Mohammed Shtayyeh
Mohammed ShtayyehFlash 90

Palestinian Authority (PA) cabinet leader Mohammad Shtayyeh said on Monday that despite a financial crisis and inability to pay full salary to its employees, the PA would still refuse to accept the tax revenues from Israel through coordination.

Shtayyeh said at the start of the weekly cabinet meeting held in Ramallah that his government still refuses to accept the tax revenues that make up more than 60 percent of the general PA revenues.

“We are continuing with a total halt to ties with the occupation, and we will not allow it to blackmail us, and therefore we will not receive the clearance funds from this month,” he said, according to the WAFA news agency.

The PA suspended all ties with Israel on May 19 in response to Israel’s plans to apply sovereignty over parts of Judea and Samaria.

In wake of that announcement, the PA stopped receiving around $200 million of tax revenues Israel collects on its behalf on goods and services destined to the PA. Israel insists on delivering the money only through coordination, a step strongly rejected by the PA, which describes it as a “blackmail” attempt.

Shtayyeh called on PA public employees, who number more than 180,000, and who were promised only half salary for the second month in a row, to be patient and steadfast in facing this financial crisis.
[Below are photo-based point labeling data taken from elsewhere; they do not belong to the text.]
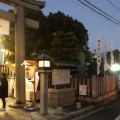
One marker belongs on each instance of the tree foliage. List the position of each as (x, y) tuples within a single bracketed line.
[(56, 29), (65, 46)]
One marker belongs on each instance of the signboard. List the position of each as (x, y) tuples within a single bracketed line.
[(82, 89), (60, 76), (29, 73), (4, 26)]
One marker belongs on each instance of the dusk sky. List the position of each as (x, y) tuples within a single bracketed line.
[(97, 25)]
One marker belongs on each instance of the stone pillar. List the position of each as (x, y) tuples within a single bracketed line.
[(94, 86), (20, 54), (44, 91)]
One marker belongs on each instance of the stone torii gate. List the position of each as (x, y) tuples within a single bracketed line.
[(19, 18)]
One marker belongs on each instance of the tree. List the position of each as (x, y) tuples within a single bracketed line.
[(44, 38), (65, 46)]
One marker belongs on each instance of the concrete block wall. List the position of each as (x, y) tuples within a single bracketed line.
[(61, 97)]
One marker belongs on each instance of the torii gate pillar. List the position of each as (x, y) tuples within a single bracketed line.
[(20, 21), (20, 54)]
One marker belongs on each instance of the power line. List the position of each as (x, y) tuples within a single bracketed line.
[(108, 17), (101, 10), (113, 5)]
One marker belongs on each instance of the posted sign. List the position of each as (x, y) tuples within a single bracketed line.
[(82, 89)]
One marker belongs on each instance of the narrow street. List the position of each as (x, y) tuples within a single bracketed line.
[(110, 112)]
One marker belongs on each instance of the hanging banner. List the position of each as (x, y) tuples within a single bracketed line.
[(4, 26)]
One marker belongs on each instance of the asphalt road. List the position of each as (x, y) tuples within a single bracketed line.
[(109, 112)]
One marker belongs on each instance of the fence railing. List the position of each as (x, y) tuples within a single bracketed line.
[(95, 86)]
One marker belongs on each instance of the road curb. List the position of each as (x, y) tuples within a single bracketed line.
[(75, 113)]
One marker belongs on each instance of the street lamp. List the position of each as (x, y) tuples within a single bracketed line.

"I am confident that with your patience and steadfastness we will be able to overcome this deviation and defeat this colonial settlement project related to annexation,” he said.

PA leaders have expressed outrage over the coalition agreement between Prime Minister Binyamin Netanyahu and Defense Minister Benny Gantz, which stipulates that the government could have applied sovereignty over Judea and Samaria on July 1.

Despite cutting ties with Israel over the move, PA chairman Mahmoud Abbas has repeatedly claimed that he is willing to resume talks with Israel if it abandons the sovereignty plan.

Shtayyeh recently hinted at the possibility that the PLO would cancel its recognition of Israel if it decides, as he put it, to “destroy the possibility of establishing an independent Palestinian state within the June 4, 1967 borders with East Jerusalem as its capital.”

Despite Shtayyeh’s threats, the PA has never accepted the legitimacy of Israel as a Jewish State, and the PLO charter continues to reject the existence of the State of Israel despite the provision of such recognition in the Oslo Accords.